Aku menurut. Dia menggeser-geser posisi ponselnya yang akan mengambil gambarku. Entah berapa kali dia mengambil gambar karena Rakha tidak memberikan aba-aba sedikitpun. “Udah?”
“Udah selusin nih. Lumayan buat koleksi, hehe,” kataku sambil ketawa.
“Dih. Dihitungin kek gitu. Kirain belum,” gerutuku sambil berjalan mendekatinya untuk melihat hasil fotonya.
“Tapi bagusan begini, Bel. Ekspresi kamu natural, gak dibuat-buat,” ujar Rakha sambil menunjukkan hasil fotonya padaku. “Lebih cakep,” pujinya. Pipiku terasa hangat karena tersipu oleh pujian Rakha barusan.
“Bagus angle-nya. Mau gantian gak?” tanyaku.
“Boleh,” seru Rakha dengan cepat menyerahkan ponselnya kepadaku begitu saja. Duh, hampir jatuh! “Dihitungin ya, Bel,” pintanya.
“Gak janji,” balasku sambil tersenyum jahil.
Rakha sudah siap di posisi yang sama denganku tadi. Aku mulai mengarahkan kamera ke arahnya dan memposisikan pemandangan pantai sebagai latar belakang seproporsional mungkin. Sip. Sudah mantap. Rakha ada di posisi agak ke kanan dan hamparan pasir pantai Indrayanti ada di sebelah kiri. Wajah Rakha pun terlihat lumayan jelas meskipun posisi dia berdiri membelakangi matahari.
Ting nong!
Tiba-tiba muncul pop-up dari sebuah aplikasi chating Line di ponsel Rakha. Tentu harusnya aku membiarkannya. Karena, meskipun aku pacarnya Rakha, aku tetap menghargai privasi yang dimilikinya. Tapi aku tidak bisa melakukannya sekarang. Nama yang terpampang di layar membuat hatiku terasa ngilu seketika.
Kelvin_
Have a nice holiday, bro!
Kelvin? Apa mungkin ini Kelvin yang sama? Kulirik bagian foto orang tersebut. Ya, dia Kelvin yang sama. Siapa lagi orang di dunia ini yang bernama Kelvin? Satuan suhu tanpa derajat. Foto avatarnya pun sangat ku kenal. Tentu saja karena foto itu aku yang mengambilnya saat aku dan Kelvin berada di Skypark Marina Bay Sands, Singapura. Lalu kutekan tombol untuk menampilkan keseluruhan chat.

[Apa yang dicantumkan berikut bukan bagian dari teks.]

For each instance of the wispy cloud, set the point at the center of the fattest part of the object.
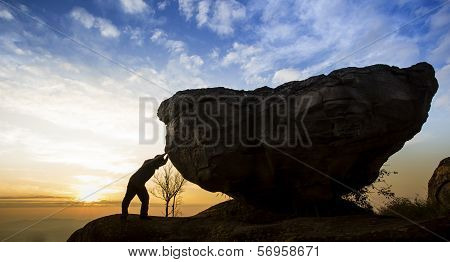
(218, 15)
(6, 14)
(106, 28)
(134, 6)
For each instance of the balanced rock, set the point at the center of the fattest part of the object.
(439, 185)
(304, 142)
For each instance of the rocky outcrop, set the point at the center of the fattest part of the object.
(304, 142)
(439, 185)
(230, 222)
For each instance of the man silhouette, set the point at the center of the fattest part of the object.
(136, 185)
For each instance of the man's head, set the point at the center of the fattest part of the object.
(160, 160)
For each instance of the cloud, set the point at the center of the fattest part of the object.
(187, 8)
(174, 46)
(134, 6)
(441, 18)
(6, 15)
(179, 54)
(163, 4)
(203, 10)
(192, 62)
(218, 15)
(106, 28)
(295, 34)
(286, 75)
(442, 99)
(440, 54)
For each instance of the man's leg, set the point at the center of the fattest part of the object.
(131, 192)
(144, 197)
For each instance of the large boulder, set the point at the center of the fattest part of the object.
(304, 142)
(439, 185)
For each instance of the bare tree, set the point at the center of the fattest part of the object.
(168, 186)
(177, 190)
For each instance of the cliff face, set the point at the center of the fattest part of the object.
(230, 221)
(272, 147)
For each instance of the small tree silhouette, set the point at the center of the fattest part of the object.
(169, 185)
(361, 196)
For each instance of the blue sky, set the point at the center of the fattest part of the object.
(63, 105)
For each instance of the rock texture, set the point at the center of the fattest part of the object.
(300, 142)
(229, 222)
(439, 185)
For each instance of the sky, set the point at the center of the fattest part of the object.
(72, 73)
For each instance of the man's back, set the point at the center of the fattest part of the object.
(144, 173)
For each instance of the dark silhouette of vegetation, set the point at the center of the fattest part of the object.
(169, 185)
(379, 187)
(413, 209)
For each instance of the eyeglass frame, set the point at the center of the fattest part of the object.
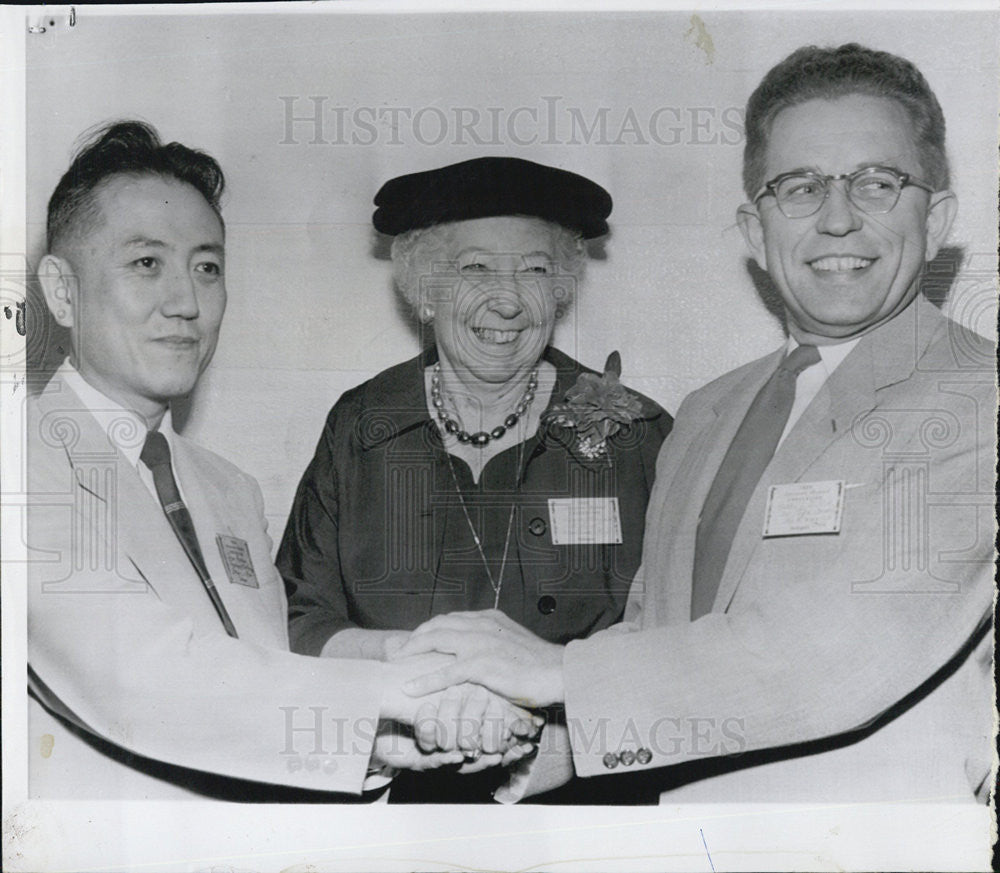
(903, 179)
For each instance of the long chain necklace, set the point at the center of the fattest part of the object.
(480, 438)
(497, 584)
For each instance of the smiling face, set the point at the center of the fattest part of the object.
(842, 272)
(495, 320)
(142, 291)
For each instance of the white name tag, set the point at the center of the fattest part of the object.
(579, 520)
(803, 508)
(236, 558)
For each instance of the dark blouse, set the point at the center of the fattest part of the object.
(377, 537)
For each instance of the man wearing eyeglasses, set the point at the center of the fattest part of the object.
(811, 618)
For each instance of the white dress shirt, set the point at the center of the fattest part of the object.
(812, 378)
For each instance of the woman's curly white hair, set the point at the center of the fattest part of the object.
(417, 255)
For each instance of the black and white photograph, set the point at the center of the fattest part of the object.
(499, 437)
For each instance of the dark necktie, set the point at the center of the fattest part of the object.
(156, 455)
(749, 454)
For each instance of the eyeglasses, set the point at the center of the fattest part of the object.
(873, 190)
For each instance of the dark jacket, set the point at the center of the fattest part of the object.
(370, 521)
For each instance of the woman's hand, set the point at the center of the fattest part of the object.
(492, 650)
(466, 717)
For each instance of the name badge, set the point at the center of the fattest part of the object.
(576, 521)
(236, 557)
(802, 508)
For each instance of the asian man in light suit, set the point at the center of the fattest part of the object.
(811, 618)
(158, 651)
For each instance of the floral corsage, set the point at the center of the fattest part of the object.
(596, 408)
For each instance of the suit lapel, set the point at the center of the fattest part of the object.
(884, 357)
(669, 547)
(131, 526)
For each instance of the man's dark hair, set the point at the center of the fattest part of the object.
(827, 73)
(130, 148)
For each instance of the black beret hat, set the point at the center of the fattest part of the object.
(487, 187)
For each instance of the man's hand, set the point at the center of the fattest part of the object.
(466, 718)
(491, 650)
(396, 747)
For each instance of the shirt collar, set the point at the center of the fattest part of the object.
(831, 355)
(125, 429)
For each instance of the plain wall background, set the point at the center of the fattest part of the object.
(311, 308)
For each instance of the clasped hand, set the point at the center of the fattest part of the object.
(464, 724)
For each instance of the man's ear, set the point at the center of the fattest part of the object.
(941, 213)
(60, 288)
(752, 229)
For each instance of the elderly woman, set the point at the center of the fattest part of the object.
(492, 471)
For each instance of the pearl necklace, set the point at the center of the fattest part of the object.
(480, 438)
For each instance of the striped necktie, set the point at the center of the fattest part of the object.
(156, 455)
(748, 456)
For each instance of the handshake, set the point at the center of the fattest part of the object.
(463, 690)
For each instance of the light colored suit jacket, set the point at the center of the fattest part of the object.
(137, 691)
(850, 666)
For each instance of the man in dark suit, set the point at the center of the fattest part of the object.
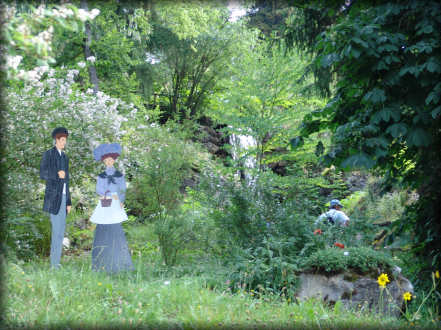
(54, 169)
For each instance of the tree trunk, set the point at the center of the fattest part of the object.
(87, 53)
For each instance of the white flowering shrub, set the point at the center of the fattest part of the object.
(28, 35)
(35, 106)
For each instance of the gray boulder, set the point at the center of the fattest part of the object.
(356, 291)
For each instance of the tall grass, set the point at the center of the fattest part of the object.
(79, 297)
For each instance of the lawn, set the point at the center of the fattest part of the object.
(183, 297)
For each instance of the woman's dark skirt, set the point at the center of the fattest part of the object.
(110, 251)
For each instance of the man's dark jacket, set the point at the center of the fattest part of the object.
(50, 164)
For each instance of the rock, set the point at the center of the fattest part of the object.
(66, 242)
(356, 291)
(279, 167)
(356, 181)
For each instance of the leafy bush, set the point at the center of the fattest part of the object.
(27, 234)
(359, 259)
(157, 174)
(46, 99)
(265, 268)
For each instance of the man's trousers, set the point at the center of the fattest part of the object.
(58, 226)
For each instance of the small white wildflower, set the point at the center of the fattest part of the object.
(82, 15)
(13, 61)
(94, 13)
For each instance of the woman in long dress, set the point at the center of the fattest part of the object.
(110, 251)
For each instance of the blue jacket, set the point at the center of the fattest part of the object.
(113, 181)
(51, 163)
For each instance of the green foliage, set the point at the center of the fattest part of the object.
(27, 234)
(118, 51)
(385, 111)
(158, 173)
(148, 298)
(29, 31)
(186, 62)
(359, 259)
(265, 268)
(262, 93)
(155, 194)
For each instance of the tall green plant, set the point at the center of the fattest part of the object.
(386, 110)
(262, 94)
(155, 191)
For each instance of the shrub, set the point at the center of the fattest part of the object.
(359, 259)
(265, 268)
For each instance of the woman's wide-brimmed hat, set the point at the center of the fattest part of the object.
(107, 150)
(59, 131)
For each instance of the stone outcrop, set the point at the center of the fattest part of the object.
(356, 291)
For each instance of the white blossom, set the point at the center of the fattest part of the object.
(82, 15)
(94, 13)
(13, 61)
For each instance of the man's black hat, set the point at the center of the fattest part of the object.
(59, 130)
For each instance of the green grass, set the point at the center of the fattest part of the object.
(75, 295)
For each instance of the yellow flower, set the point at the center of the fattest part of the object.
(407, 296)
(383, 280)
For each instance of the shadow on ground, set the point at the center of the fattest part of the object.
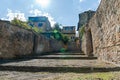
(27, 58)
(57, 69)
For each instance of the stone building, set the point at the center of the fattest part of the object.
(84, 18)
(102, 32)
(69, 31)
(41, 22)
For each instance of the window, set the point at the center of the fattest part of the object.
(40, 24)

Aku penasaran, sungguh penasaran. Aku telah melanggar batas privasi yang dimiliki Rakha, tapi aku punya alasan yang kuat untuk melakukannya. Aku ingin tahu apa hubungan Rakha dengan Kelvin.
“Yah bales dendam nih, gak dihitungin,” gerutu Rakha tapi aku tidak menghiraukannya. Aku terus membaca dengan cepat obrolan Rakha dengan Kelvin yang semuanya menggunakan bahasa inggris. “Bel?” panggil Rakha dengan nada khawatir. Aku tetap mendiamkannya.
Gerakan jariku yang dari tadi menyentuh layar untuk bergeser ke atas berhenti ketika aku membaca satu kalimat dari Kelvin. Dikirim pada tanggal 3 Januari, hari dimana aku pulang dari Singapura ke Jakarta dengan perasaan yang campur aduk karena mama baru saja mengetahui kalau anak satu-satunya ini tidak normal.
He’s definitely gay.
“Bel? Kamu kenapa?” tanya Rakha lagi.
Dia mulai melangkah untuk menghampiriku yang diam terpaku pada pesan yang dituliskan oleh Kelvin. Pikiranku berkelebatan membayangkan beberapa kemungkinan yang sedang terjadi. Terlalu banyak kemungkinan hingga aku pun merasa pening. Sesuatu seperti menusuk langsung ke dalam relung hatiku. Aku sesak.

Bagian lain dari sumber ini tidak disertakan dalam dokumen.